If taking photographs outside and there are some great opportunities to get creative shots, but it seems too bright outside, there are things to do to ameliorate the sun as a problem. The f/Stop on the camera controls two aspects of the scene being captured; how much ambient light comes through the lens and hits the camera’s sensor, and what the depth of field is. That is, how much light not provided by camera equipment is being added to the scene and exactly how much of the scene is in focus. The main point of this tip is to learn how to use the f/Stop and direct sunlight in tandem to get an extremely interesting photographic result.
Important Rule – Less F, More Light
What was first learned with f/Stop was the smaller the number, the more light the lens let in and vice bersa.
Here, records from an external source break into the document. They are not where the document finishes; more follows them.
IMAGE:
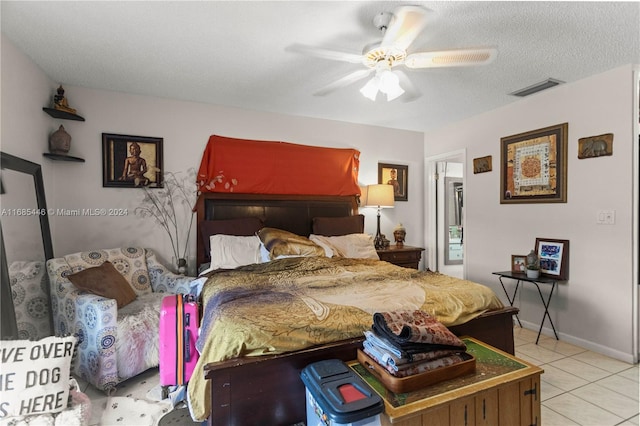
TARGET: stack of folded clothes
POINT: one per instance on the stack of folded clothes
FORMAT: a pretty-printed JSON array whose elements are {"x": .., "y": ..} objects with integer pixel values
[{"x": 412, "y": 342}]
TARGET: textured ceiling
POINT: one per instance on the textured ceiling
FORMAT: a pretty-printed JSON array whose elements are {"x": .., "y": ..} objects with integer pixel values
[{"x": 233, "y": 53}]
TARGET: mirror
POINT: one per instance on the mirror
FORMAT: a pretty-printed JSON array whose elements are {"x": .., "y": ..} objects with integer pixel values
[
  {"x": 25, "y": 246},
  {"x": 453, "y": 221}
]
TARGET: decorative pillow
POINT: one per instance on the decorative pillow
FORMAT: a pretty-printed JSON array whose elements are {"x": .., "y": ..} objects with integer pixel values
[
  {"x": 105, "y": 281},
  {"x": 328, "y": 250},
  {"x": 355, "y": 246},
  {"x": 332, "y": 226},
  {"x": 230, "y": 251},
  {"x": 35, "y": 375},
  {"x": 284, "y": 243},
  {"x": 244, "y": 226}
]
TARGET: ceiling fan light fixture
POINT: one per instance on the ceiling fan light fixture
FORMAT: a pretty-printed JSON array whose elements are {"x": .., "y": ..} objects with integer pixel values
[
  {"x": 394, "y": 93},
  {"x": 370, "y": 90}
]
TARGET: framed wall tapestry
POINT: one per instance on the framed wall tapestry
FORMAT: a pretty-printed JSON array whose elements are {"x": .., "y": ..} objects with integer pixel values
[
  {"x": 131, "y": 161},
  {"x": 554, "y": 257},
  {"x": 534, "y": 166},
  {"x": 396, "y": 175}
]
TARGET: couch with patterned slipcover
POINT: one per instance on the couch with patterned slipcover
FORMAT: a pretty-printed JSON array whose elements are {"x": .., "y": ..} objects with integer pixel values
[{"x": 114, "y": 343}]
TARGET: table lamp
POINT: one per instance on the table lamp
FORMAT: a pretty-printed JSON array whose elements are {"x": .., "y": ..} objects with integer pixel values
[{"x": 380, "y": 196}]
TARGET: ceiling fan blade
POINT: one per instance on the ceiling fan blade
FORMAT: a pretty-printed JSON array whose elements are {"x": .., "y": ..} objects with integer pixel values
[
  {"x": 406, "y": 24},
  {"x": 323, "y": 53},
  {"x": 411, "y": 92},
  {"x": 343, "y": 82},
  {"x": 451, "y": 58}
]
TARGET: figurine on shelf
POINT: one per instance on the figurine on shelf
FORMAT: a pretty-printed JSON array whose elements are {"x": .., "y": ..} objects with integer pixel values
[
  {"x": 60, "y": 141},
  {"x": 60, "y": 102},
  {"x": 399, "y": 234}
]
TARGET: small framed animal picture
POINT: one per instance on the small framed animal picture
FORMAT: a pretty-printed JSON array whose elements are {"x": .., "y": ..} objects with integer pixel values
[
  {"x": 482, "y": 165},
  {"x": 595, "y": 146}
]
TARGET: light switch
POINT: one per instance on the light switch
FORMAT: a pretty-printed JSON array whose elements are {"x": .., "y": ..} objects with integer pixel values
[{"x": 606, "y": 217}]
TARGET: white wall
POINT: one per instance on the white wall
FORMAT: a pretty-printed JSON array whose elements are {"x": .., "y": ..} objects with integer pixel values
[
  {"x": 594, "y": 307},
  {"x": 185, "y": 127}
]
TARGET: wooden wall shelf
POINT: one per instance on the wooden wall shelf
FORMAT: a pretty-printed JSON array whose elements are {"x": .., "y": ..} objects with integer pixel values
[
  {"x": 56, "y": 113},
  {"x": 62, "y": 157}
]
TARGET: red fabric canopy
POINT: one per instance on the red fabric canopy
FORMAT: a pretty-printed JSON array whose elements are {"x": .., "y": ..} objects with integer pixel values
[{"x": 267, "y": 167}]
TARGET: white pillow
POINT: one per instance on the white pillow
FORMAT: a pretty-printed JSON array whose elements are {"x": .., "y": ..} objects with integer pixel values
[
  {"x": 355, "y": 246},
  {"x": 230, "y": 251},
  {"x": 328, "y": 251},
  {"x": 35, "y": 375}
]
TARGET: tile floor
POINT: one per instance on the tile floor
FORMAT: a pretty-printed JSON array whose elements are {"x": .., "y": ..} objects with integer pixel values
[{"x": 579, "y": 387}]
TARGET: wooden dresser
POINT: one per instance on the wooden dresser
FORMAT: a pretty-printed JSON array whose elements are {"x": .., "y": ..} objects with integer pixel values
[
  {"x": 503, "y": 391},
  {"x": 406, "y": 256}
]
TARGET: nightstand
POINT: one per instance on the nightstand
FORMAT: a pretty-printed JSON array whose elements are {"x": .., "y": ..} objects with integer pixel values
[{"x": 406, "y": 256}]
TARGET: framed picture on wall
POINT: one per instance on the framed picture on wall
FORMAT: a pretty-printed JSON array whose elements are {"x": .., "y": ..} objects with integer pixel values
[
  {"x": 534, "y": 166},
  {"x": 131, "y": 161},
  {"x": 554, "y": 257},
  {"x": 396, "y": 175}
]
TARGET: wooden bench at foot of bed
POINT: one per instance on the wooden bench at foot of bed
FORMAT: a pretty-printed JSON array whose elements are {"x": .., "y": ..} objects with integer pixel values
[{"x": 268, "y": 390}]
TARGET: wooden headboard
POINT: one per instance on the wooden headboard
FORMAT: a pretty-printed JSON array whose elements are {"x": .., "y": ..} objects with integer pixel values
[{"x": 293, "y": 213}]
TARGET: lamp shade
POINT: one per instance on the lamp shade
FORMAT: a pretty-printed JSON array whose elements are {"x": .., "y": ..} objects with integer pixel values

The “f” stands for fraction, so an f/Stop of 4 gives an aperture of ¼ the focal length of the lens being used. This is why the smaller the number, the more ambient light is let in, because the number of the f/stop is the denominator of a fraction. The f/stop and other types of gadgets making cameras a bit less bulky to carry, as well as easier to use, came about so photographers would be able to choose from several different apertures and focal lengths without having to carry around a different lens for each one. This made is a bit easier to get several different shots of the same subject in less time, lugging around less bukly equipment.
If the amount of ambient light needs to be reduced when the photograph is being taken in direct sunlight, the ambient light must be reduced as much as necessary to give the proper exposure and the desired effect on the subject. In order to achieve this goal, change the f/Stop to a larger number, like 11, and take test shots each time the f/Stop increment is changed to the next number up. These test shots will show what effect each number has on the shot.
If using a telephoto lens, a larger f/stop number will allow more of the photograph to be in focus, meaning that the subject of the photo as well as most of the environmental surroundings will be in focus, rather than if the smallest f/Stop number is used, letting in as much ambient light as possible. Generally, this will make the subject in focus, while the environment surrounding the subject will be a bit fuzzy. It all depends on the look that is wanted for the particular photograph being taken.
Play around with the f/Stop and test shot technique and all sorts of applications will be discovered for it. Set the f/Stop at 22 and remove almost all of the ambient light, and then add a flash to make it appear the image was taken at night. When doing this, the shutter speed might also have to bee tweaked to get everything dialed in just the way it is supposed to be.